More recently, at St. Mary’s College in Notre Dame, Indiana, it was announced that as part of a series on sexuality the girls would be told all about various methods of contraception. It is, of course, unequivocally Catholic doctrine that the use of artificial contraceptives is a serious sin.
Father Byron, President of the Catholic University, has been vocal in his comments on Cardinal Baum’s recent schema on Catholic education, announcing solemnly that there must be no external control of Catholic universities. But of course the question is whether there is any internal control, direction, guidance — call it what you will. Someone who sees that the Catholic character of such places is acknowledged and preserved.
There are doubtless members of the faculty at Father Byron’s university who openly teach the opposite of Catholic moral doctrine. At least one Catholic theologian at Marquette thinks abortion is sometimes okay. As for contraception, it would almost be a question of finding any moral theologian, at any Catholic university or college anywhere in the United States, who teaches and defends the Catholic position.

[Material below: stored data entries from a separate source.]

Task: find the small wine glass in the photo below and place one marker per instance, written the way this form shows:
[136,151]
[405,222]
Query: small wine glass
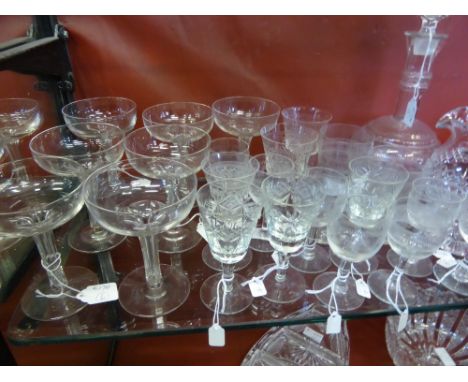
[118,111]
[127,203]
[245,116]
[98,145]
[180,113]
[19,117]
[33,203]
[229,216]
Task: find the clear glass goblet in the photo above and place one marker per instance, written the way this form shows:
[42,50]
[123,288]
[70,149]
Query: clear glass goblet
[98,145]
[292,141]
[180,113]
[127,203]
[245,116]
[290,204]
[32,204]
[19,117]
[229,216]
[186,144]
[314,258]
[118,111]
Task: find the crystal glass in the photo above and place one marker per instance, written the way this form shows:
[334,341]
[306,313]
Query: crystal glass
[97,145]
[186,144]
[19,117]
[118,111]
[292,141]
[352,243]
[232,169]
[180,113]
[32,204]
[229,217]
[244,117]
[314,258]
[425,335]
[291,204]
[127,203]
[282,166]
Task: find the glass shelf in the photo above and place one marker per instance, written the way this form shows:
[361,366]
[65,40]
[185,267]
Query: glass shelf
[110,321]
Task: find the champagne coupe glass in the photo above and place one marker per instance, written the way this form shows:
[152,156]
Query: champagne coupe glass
[291,204]
[186,144]
[229,215]
[19,117]
[180,113]
[32,204]
[315,258]
[279,165]
[118,111]
[124,201]
[244,117]
[97,145]
[235,168]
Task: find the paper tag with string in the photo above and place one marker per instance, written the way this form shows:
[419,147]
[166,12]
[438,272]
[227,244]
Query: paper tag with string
[99,293]
[334,323]
[216,336]
[362,288]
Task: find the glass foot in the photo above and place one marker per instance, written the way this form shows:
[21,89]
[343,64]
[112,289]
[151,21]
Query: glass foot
[377,282]
[291,289]
[421,268]
[214,264]
[456,282]
[308,261]
[179,239]
[363,267]
[51,309]
[236,301]
[90,240]
[346,295]
[136,299]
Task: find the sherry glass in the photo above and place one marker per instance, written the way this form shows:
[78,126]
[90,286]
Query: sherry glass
[229,215]
[19,117]
[186,144]
[128,203]
[314,258]
[97,145]
[118,111]
[32,204]
[244,116]
[180,113]
[291,204]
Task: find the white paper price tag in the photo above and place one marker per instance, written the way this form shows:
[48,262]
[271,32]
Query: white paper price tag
[444,356]
[313,335]
[362,288]
[334,323]
[403,320]
[257,288]
[216,336]
[99,293]
[201,231]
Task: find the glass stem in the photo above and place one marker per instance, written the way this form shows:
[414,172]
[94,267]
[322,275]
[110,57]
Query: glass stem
[47,248]
[149,248]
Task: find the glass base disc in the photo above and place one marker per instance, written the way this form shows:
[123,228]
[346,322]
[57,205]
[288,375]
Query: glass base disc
[51,309]
[136,299]
[346,297]
[87,241]
[291,289]
[214,264]
[377,282]
[453,282]
[311,262]
[421,268]
[236,301]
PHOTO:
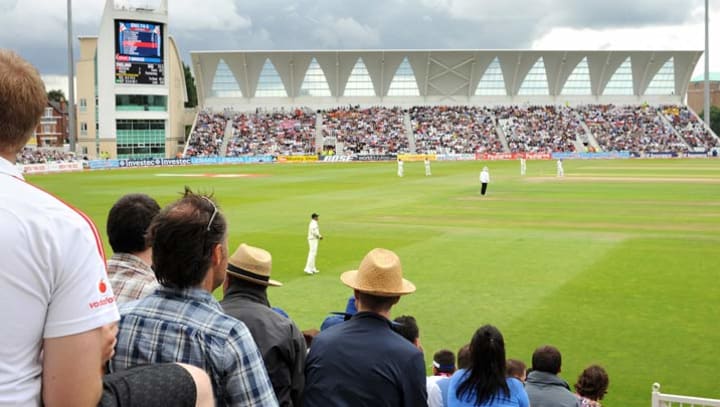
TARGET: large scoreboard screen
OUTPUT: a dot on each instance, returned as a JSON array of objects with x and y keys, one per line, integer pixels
[{"x": 139, "y": 53}]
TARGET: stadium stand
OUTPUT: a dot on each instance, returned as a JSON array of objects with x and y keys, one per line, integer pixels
[
  {"x": 638, "y": 129},
  {"x": 374, "y": 130},
  {"x": 39, "y": 156},
  {"x": 454, "y": 130},
  {"x": 207, "y": 136},
  {"x": 273, "y": 133}
]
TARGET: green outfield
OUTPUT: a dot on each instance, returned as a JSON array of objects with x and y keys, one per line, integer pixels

Universities are places where anything can be discussed. This justification is often given for the sort of incident with which I began. No doubt anti-semitism and the holocaust are discussed at Yeshiva and Brandeis. But discussion is one thing, advocacy is another. Ms. Smeal recently spoke at Notre Dame Law School, under the auspices of the Thomas White Center, and there was a good discussion afterward. It is easy to make a case for that sort of thing. This is not to say that an advocate of anything whatever has a right to speak on any university campus, or that universities have obligations to provide forums for just anyone. Secular universities may have a hard time deciding where the line is to be drawn, but Catholic universities and colleges should both know where to draw the line and draw it.
What one worries about in Father Byron’s reaction to Cardinal Baum is the seeming suggestion that Catholic universities must conform to the secular model. It is sometimes asked, by Catholics, whether a university can be at once great and Catholic. Given the history of universities, the question is an odd one. Unless, that is, what is really meant by “great” is secular. And then the answer to the question is surely no.
The time of the great presidents of Catholic universities is almost over now. It will end next year when Father Hesburgh retires at Notre Dame. I find it difficult to share the fear of those who speak of external control of Catholic universities, if by this is meant that the local bishop will become a factor. How many bishops do you know who are likely to do that? Given the presidents and bishops we have, the prospect is for no control — internal or external.
Unless we say our prayers and God is merciful there will be no colleges or universities worthy of the name Catholic before many years have passed.
Except for the new ones, like Thomas Aquinas, Thomas More, Christendom. God is merciful after all.